I think the term Judeo-Christian is stupid. In any case, not only are there very few Jews in the world, their attitude toward biological engineering tends to be pragmatic and consequentialist from what I can tell. There is one religious group which is left out the typology: Islam. About 15-20% of the world's population this seems like a large oversight. There don't seem to be many laws about cloning in the Muslim world, but take a look at abortion laws. Their objection to interventions might be less coherent or precise than those of Roman Catholics, but they seem to mirror them pretty well.

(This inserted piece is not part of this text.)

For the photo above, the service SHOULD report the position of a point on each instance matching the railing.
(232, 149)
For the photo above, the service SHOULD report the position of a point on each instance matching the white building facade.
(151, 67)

The New York Times piece also points out that in the post-Christian world, such as Sweden, there is a fear of some sorts of biological changes due to a resurgence in a form of natural religion or spirituality. This shouldn't surprise; the decline of institutional Christianity in northern and eastern Europe has been met with both a rise in a scientific materialist outlook, but even more significantly an unspecified monistic theism reminiscent of pre-Christian traditions. The Left-Right convergences alluded too suggest to me that the typology is too coarse and inchoate. There is a universal "Yuck" within our species, probably rooted in our cognitive hardware. Channeling the impulses culturally can be a tricky thing. For instance, the Japanese and Israelis are far less advanced than Americans in their acceptance or practice of organ donation, generally due to religious rationales. Obviously the Japanese and Israelis don't share a common spiritual root or background.

Note: I place an emphasis on the Catholic Church as an institution affecting public policy because, for example, abortion rates of Catholics in the United States are at the national average. Moral suasion can only go so far, especially when individuals are making personal utility calculations.